Through the years that I was researching (all before the internet was available) I wondered what these people looked like, as well as what tidbit of information I hadn't found that would make them more "real" to me.

Tonight I ran Paul's name though Google Search and discovered this:young man had graduated from Columbia University, Class of 1918.  Here's what else I found on that website:

Lt.

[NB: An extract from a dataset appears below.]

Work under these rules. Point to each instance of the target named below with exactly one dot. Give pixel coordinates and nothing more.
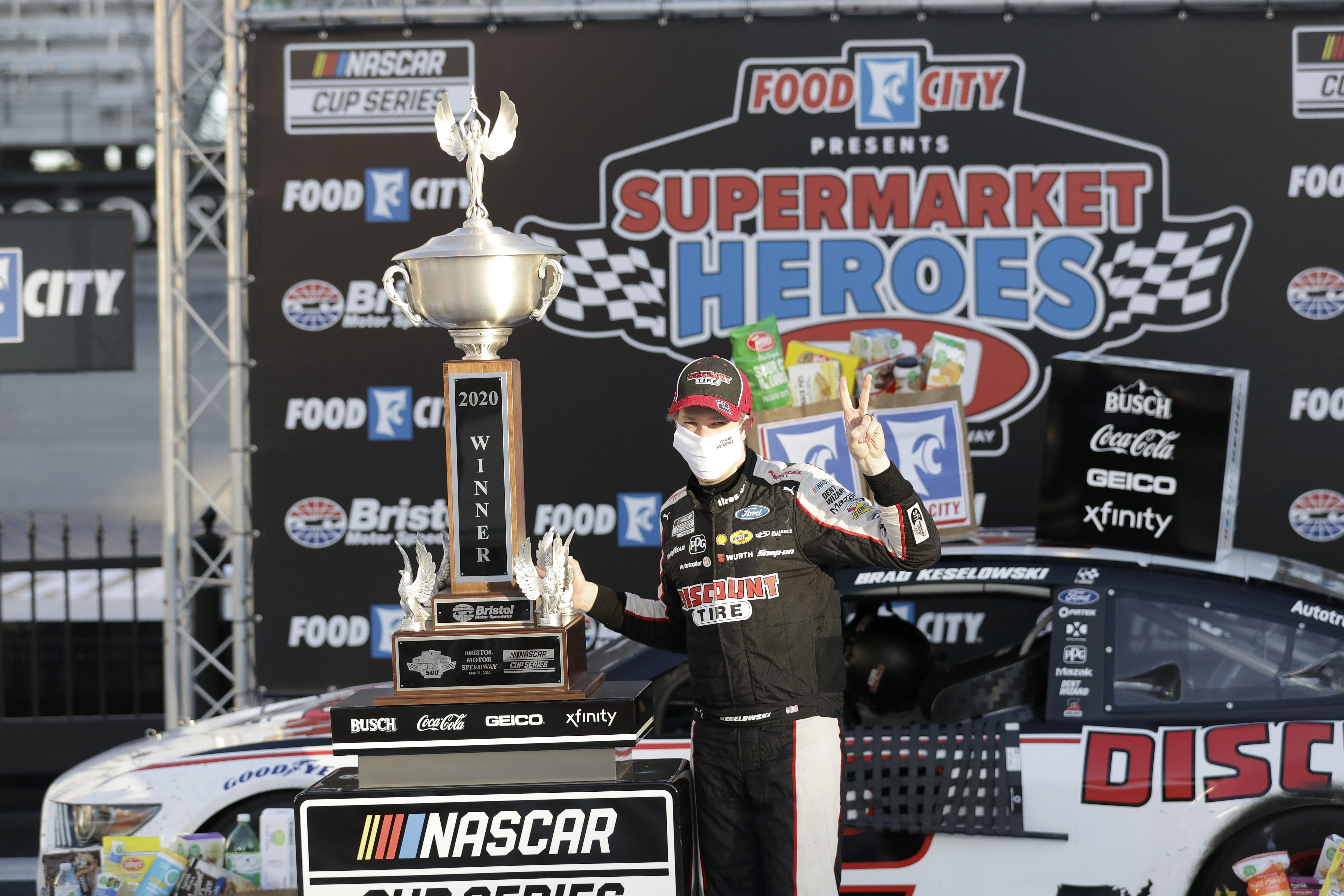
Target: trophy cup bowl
(478, 283)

Paul D. Peltier, U.S. Army, died in Eskishehir, Turkey, on April 1, 1919, as the result of an accident.  He was sent to Turkey as a bacteriologist for the American Committee for Relief in the Near East.  

Yes, he belongs to the group of Immortal Nobodies, don't you agree?                      

Friday, May 13, 2016


We all know the famous Muhammed Ali, formerly known as Cassius Marcellus Clay.  Not everybody knows that he was a junior, named after his father, Cassius Marcellus Clay.  But I'd wager that very few of us knew that there was a Cassius Marcellus Clay even farther back in time…a fellow born on October 19, 1810 in Kentucky, who became a major figure in the abolitionist movement during the Civil War and was not in any way related to the man we know.

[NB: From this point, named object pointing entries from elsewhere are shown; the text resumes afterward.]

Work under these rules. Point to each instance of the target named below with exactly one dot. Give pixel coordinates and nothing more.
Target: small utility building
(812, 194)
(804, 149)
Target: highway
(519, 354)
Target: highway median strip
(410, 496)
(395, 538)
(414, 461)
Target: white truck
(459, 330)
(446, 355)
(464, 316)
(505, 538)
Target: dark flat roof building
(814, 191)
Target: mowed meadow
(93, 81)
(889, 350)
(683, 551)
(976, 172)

This early Cassius was the son of General Green Clay and Sallie Lewis Clay.  According to Wikipedia, General Clay was an early explorer of the American wilderness and an acquaintance of Daniel Boone.  He lived in Kentucky and was a wealthy man who owned many slaves.

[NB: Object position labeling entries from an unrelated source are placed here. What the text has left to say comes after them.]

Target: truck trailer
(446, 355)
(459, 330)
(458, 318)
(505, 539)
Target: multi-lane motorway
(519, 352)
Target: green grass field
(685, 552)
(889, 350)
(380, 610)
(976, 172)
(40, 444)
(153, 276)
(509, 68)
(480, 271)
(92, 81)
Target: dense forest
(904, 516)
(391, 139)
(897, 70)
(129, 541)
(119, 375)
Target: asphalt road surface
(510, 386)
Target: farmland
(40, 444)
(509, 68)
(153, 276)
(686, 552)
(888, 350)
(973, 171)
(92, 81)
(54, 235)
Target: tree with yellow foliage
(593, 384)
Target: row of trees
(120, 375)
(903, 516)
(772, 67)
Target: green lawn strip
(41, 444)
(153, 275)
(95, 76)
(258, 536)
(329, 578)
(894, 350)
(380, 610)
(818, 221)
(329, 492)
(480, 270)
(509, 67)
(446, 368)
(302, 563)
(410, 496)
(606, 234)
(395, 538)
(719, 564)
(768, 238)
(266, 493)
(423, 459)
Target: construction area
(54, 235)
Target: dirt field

Cassius was highly educated, and at Yale in 1832 he heard William Lloyd Garrison speak against slavery.  This influenced him to take a stand that was at odds with his father's beliefs and practices.  However, he was more attuned to being an emancipationist, which meant that he favored the gradual ending of slavery through legal means sanctioned by the Constitution, rather than the more direct abolitionist actions.

He was elected to the Kentucky state legislature twice in the 1830s, in spite of his stand against slavery.  In 1844, he freed all his own slaves.  From that point on he was active in the anti-slavery movement and supported Abraham Lincoln's candidacy for President.  Later on, he was appointed an Ambassador to Russia, a post he held twice. 

According to various sources, he had some "foibles" in his life that were quite unusual; one writer described him as having a great deal of conceit and very little sense.  "Ridiculous" was also applied to some of his actions. 

Be that as it may, the man did accomplish much in his life to be proud of, and certainly the good overshadowed the bad. 

Undoubtedly his role in abolitionist movement is what encouraged the parents of Cassius Marcellus Clay (Senior) to name their child as they did.  And of course that name was carried down another generation and given to the man we all know now as the famous "Muhammed Ali."

I have been unable to find any earlier Cassius Marcellus in history.  Seems to me there might be another Immortal Nobody hanging around.

I found this story, sketchy as it is, so very interesting.  I was simply reading the book "Washington, A History of Our National City" by Tom Lewis and came upon a short bit about the Legislator Cassius Marcellus Clay.  A little snooping told me a lot, and from that point I knew he would be one of my Immortal Nobodies.  And all of you who love American History, let me tell you that Tom Lewis has written ONE GOOD BOOK.